The path forward requires a daily close above $80k and the declining 200-day moving average nearby, to build a bullish case again. Below, the support zone at $75k is the immediate support that could still get broken to the downside, which would then open the path toward the 100-day moving average and the lower boundary of the channel.
Ultimately, a daily close below $72k would be a significant structural damage that could put the entire recovery case in jeopardy, and would put the $60 demand zone back in scope.

BTC/USDT 4-Hour Chart
On the 4-hour chart, the price has bounced from the $75k–$76k order block and is now consolidating directly below the recent structural lower high at $78.2k. The RSI on this timeframe has also recovered from near oversold levels that were reached during the recent sell-off to the mid-50s. This suggests that the bounce has legs without yet generating the momentum needed to clear the resistance above.
The ascending daily channel’s structure is clean, with the floor located at $70k and the upper boundary is now around $83k, where the next critical resistance zone also sits.

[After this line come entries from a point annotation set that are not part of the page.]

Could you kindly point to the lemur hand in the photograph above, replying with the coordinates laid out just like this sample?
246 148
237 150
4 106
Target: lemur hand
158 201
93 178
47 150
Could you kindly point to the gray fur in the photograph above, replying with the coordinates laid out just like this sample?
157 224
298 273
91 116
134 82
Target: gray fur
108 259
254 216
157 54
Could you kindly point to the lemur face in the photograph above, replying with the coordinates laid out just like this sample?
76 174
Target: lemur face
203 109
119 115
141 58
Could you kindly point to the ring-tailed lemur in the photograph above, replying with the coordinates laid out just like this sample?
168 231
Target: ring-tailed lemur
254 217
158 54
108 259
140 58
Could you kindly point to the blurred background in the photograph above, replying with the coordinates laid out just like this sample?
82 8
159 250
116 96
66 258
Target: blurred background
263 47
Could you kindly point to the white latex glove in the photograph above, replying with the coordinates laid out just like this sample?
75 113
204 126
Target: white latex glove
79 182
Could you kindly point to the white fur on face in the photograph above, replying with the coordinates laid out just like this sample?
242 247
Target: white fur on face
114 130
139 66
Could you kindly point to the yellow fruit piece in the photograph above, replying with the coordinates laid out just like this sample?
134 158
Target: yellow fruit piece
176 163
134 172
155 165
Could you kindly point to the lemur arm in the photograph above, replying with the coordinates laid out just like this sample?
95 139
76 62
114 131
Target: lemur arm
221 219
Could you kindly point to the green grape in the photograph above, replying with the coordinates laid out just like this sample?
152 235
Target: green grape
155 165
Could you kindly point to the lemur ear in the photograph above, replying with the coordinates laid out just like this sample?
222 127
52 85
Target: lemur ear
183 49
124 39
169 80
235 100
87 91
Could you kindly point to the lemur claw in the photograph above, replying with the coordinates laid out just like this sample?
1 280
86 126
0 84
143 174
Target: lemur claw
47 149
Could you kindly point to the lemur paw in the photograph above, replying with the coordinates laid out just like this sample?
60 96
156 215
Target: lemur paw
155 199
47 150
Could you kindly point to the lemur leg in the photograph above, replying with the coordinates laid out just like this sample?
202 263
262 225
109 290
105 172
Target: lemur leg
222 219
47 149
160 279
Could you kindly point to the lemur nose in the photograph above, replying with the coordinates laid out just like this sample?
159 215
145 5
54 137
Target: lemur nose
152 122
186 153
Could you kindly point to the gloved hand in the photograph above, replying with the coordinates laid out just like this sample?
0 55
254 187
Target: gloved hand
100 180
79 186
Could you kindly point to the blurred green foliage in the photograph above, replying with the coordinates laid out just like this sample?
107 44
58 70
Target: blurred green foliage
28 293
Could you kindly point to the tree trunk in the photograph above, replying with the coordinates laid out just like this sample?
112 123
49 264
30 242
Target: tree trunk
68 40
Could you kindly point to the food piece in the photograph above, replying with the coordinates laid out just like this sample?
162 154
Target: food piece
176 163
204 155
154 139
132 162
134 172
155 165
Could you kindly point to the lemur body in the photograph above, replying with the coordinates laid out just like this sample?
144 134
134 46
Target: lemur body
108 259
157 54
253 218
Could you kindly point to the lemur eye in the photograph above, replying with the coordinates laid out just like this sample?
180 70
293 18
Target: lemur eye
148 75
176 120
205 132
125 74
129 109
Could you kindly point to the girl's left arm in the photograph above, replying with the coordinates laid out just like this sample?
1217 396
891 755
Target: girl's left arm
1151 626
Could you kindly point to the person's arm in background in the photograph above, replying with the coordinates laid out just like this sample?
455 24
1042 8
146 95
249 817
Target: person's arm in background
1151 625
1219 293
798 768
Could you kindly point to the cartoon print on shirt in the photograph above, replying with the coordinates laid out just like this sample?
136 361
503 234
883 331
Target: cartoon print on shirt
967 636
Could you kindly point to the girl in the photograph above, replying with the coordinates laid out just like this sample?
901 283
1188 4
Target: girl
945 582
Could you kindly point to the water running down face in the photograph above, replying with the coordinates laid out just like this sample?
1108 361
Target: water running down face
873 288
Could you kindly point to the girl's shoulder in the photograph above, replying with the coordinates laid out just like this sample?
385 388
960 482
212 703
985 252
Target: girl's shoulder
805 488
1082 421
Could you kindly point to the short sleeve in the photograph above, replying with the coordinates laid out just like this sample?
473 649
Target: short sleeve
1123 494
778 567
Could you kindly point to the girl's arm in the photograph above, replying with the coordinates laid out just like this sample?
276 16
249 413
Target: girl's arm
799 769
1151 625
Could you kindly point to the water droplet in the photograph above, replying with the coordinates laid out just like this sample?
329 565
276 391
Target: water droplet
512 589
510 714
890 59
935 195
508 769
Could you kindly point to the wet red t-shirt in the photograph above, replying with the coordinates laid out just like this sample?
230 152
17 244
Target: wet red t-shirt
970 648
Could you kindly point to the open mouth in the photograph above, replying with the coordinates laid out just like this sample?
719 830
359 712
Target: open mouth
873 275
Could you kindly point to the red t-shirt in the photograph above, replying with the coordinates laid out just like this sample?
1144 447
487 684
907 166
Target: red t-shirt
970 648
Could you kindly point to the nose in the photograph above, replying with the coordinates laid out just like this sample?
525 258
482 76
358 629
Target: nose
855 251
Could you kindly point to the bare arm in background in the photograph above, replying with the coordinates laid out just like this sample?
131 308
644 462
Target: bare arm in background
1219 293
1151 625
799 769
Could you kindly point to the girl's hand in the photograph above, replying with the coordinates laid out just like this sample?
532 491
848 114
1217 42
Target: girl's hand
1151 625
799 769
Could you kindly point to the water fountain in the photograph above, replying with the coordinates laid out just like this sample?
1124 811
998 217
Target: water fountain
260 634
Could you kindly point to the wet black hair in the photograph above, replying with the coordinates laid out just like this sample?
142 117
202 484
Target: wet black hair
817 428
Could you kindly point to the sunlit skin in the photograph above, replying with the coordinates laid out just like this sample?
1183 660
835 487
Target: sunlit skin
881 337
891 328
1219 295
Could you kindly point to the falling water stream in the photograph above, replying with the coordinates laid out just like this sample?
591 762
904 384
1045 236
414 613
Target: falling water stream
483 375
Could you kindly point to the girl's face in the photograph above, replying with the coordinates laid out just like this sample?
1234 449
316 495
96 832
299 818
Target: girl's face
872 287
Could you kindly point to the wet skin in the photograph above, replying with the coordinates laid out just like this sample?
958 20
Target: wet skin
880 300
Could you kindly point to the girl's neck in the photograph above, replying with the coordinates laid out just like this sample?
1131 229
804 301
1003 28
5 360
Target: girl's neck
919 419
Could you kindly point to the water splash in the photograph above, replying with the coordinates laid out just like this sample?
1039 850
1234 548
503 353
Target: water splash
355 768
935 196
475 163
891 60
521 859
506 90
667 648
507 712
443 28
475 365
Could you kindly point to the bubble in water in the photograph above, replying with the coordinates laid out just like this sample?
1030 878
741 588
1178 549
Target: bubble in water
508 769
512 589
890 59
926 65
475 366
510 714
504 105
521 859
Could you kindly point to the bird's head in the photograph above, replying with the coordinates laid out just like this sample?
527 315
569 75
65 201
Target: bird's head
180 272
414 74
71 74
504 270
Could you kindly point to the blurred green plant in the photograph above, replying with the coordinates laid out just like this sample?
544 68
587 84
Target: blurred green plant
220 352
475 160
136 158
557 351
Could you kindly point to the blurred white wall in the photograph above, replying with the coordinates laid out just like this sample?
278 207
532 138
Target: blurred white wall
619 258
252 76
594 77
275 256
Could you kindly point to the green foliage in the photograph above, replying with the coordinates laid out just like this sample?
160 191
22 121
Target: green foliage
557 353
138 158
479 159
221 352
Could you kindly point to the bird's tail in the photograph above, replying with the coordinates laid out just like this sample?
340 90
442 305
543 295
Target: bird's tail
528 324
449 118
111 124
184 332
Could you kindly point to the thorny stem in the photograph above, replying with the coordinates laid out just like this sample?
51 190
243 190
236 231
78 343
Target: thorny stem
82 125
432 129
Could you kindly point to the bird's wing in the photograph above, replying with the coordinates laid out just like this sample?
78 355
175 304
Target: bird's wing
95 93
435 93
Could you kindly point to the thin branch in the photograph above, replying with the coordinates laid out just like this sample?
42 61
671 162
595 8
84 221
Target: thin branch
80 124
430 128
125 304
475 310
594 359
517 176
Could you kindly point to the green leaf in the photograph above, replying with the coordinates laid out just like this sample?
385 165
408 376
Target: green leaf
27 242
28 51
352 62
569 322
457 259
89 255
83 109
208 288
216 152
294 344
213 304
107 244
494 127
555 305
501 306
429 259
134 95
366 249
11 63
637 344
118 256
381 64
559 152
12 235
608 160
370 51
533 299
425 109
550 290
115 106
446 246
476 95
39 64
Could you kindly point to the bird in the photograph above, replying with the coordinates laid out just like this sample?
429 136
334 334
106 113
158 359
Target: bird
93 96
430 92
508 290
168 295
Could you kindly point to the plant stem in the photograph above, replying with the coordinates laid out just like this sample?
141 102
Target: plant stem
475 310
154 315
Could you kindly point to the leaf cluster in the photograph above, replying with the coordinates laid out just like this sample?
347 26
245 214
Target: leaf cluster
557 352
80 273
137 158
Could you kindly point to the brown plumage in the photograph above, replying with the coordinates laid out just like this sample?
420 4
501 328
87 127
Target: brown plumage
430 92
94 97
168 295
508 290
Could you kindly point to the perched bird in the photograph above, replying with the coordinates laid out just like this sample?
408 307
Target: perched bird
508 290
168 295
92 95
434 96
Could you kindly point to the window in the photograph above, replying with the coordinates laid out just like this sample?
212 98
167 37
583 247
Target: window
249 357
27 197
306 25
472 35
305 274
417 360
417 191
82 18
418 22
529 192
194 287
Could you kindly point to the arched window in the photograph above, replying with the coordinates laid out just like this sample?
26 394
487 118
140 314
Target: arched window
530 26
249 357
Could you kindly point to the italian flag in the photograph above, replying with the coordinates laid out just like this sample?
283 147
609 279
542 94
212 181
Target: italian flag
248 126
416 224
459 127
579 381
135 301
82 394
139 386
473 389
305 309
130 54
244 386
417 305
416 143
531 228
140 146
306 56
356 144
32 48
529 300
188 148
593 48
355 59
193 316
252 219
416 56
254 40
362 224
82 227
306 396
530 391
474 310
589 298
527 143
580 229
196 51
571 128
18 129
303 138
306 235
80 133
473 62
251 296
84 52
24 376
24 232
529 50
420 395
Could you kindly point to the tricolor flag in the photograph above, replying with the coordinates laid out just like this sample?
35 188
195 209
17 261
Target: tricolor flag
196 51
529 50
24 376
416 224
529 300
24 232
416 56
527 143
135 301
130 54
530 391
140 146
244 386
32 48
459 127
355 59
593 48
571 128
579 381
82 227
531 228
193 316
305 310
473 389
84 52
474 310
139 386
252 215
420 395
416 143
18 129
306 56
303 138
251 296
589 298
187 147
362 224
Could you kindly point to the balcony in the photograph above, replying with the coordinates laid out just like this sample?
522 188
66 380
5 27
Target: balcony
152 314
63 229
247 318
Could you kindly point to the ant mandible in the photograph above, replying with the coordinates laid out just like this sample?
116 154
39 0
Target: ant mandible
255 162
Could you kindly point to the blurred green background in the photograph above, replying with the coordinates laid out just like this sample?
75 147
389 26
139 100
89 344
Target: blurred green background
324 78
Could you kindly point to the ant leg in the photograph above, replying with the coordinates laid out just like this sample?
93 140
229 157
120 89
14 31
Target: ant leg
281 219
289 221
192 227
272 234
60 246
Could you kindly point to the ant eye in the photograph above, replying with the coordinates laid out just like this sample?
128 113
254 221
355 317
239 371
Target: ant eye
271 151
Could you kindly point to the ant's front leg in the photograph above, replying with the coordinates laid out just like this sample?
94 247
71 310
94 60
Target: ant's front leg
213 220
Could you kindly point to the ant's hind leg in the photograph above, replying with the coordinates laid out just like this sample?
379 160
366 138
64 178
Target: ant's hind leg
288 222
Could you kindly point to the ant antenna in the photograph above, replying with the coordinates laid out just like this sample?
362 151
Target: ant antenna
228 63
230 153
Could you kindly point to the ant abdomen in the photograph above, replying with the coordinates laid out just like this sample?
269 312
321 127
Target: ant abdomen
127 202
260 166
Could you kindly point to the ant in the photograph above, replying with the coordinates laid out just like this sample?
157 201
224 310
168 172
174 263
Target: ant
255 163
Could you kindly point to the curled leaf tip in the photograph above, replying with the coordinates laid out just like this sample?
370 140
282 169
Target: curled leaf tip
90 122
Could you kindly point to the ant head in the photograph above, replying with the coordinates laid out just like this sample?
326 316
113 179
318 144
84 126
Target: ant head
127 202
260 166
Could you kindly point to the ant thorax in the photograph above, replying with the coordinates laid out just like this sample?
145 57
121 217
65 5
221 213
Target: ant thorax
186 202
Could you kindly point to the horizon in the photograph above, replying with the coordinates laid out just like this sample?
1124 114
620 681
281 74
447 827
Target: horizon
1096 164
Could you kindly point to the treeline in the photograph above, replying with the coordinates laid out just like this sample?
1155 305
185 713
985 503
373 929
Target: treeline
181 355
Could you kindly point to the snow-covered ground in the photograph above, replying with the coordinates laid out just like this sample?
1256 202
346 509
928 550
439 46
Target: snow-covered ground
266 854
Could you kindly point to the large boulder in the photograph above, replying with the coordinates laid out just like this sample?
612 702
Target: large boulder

A 4-hour close above $78k would be the first confirmation that the price is rebounding, with the bearish Fair Value Gap zone around $80k as the next area to fill before targeting the channel’s ceiling. Yet, failure to clear $78k and a drop below $75k could lead to a further decline toward the key $72k area in the coming weeks.

Sentiment Analysis
The funding rates have returned to a modest +0.004 after oscillating between slightly negative and slightly positive for the past two weeks. The important development is not the current reading in isolation but what it represents in context.
The deeply negative funding that powered the $60k to $80k recovery by providing constant short-squeeze fuel for every upward leg has been largely exhausted. The most recent negative bars have also been shallow, compared to the extremes of February and April.
What this means practically is that the $75k support is holding without the assistance of forced short liquidations, driving the bounce. That is a more credible test of support than anything seen during the short-squeeze-dominated rally. The level is being defended by buyers who are choosing to buy, not by shorts being forced to cover.
If funding oscillates near zero or remains modestly positive as price attempts to reclaim $80k, it would signal that organic long demand is beginning to replace short-squeeze mechanics as the driver, and historically, that transition has marked the point where recoveries become sustainable.